Propos recueillis par Jean-Marc Josset en mai 2008
Ecrit par Stéphane Zimmer
Stéphane Zimmer a pratiqué le taichi chuan style Yang de l’école Tung dès avant la création de la FAEMC en 1989.
Fidèle parmi les fidèles, il a contribué avec constance, conviction et détermination à l’esprit et à la vie de notre fédération :
Il est devenu membre du Collège Technique des arts martiaux chinois internes en 2008, siégeant aussi régulièrement comme jury lors des examens fédéraux.
Particulièrement interessé par le tuishou, il a longtemps été arbitre et membre des comités d’organisation des compétitions fédérales.
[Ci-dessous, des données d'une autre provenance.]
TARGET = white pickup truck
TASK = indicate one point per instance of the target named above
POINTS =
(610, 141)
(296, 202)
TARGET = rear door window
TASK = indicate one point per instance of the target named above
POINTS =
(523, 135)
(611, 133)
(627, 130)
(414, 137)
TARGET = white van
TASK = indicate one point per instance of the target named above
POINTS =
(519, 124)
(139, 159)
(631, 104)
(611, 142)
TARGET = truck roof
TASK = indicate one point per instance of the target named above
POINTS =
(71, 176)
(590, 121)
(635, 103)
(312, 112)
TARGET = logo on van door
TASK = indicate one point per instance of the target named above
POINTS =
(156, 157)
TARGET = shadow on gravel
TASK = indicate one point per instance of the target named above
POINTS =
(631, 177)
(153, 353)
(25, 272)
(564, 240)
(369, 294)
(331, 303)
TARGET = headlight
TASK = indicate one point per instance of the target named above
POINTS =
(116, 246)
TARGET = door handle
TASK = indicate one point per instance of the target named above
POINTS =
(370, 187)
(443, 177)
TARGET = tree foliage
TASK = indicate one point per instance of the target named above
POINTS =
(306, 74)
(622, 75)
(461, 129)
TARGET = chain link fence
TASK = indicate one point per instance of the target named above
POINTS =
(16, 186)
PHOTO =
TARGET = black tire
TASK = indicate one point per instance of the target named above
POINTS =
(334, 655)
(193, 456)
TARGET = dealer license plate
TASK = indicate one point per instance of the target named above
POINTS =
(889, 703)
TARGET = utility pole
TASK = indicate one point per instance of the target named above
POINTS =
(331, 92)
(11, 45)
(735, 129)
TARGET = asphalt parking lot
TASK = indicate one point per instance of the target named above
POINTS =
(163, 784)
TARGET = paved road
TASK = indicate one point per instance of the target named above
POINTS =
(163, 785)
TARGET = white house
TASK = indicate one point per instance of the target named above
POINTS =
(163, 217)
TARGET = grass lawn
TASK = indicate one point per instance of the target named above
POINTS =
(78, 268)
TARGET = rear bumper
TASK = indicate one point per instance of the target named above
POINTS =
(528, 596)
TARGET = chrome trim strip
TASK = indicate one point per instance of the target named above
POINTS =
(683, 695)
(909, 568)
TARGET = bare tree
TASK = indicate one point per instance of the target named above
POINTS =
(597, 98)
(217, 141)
Il en est devenu le principal pilote en 2014. Il a été arbitre invité dans de nombreuses compétitions internationales à Oxford, Saint Pétersbourg, …
Réputé également pour le tuishou spécifique à son école, Stéphane a été invité à conduire un atelier lors des Rencontres de tuishou interstyles de Laillé en mars 2017.
Il a été membre du Comité Directeur de la FAEMC de 2014 à 2018.
Stéphane a également largement partagé sa passion pour la méthode Feldenkrais, pour laquelle il était praticien certifié.
Agrégé en mécanique, il enseignait au Lycée Diderot à Paris, autre terrain de ses magnifiques talents de pédagogue. Il aimait à évoquer une mémorable démonstration « taichi chuan et saxophone », qu’il y avait présentée avec un collègue.
Stéphane nous a quittés en juin 2018, peu de temps après son ultime coup de maître, Europa Taichi 2018. Cette compétition est arrivée grâce à lui à l’apogée de son genre, réunissant dans une bonne humeur partagée et une organisation sans faille des pratiquants venus de toute l’Europe.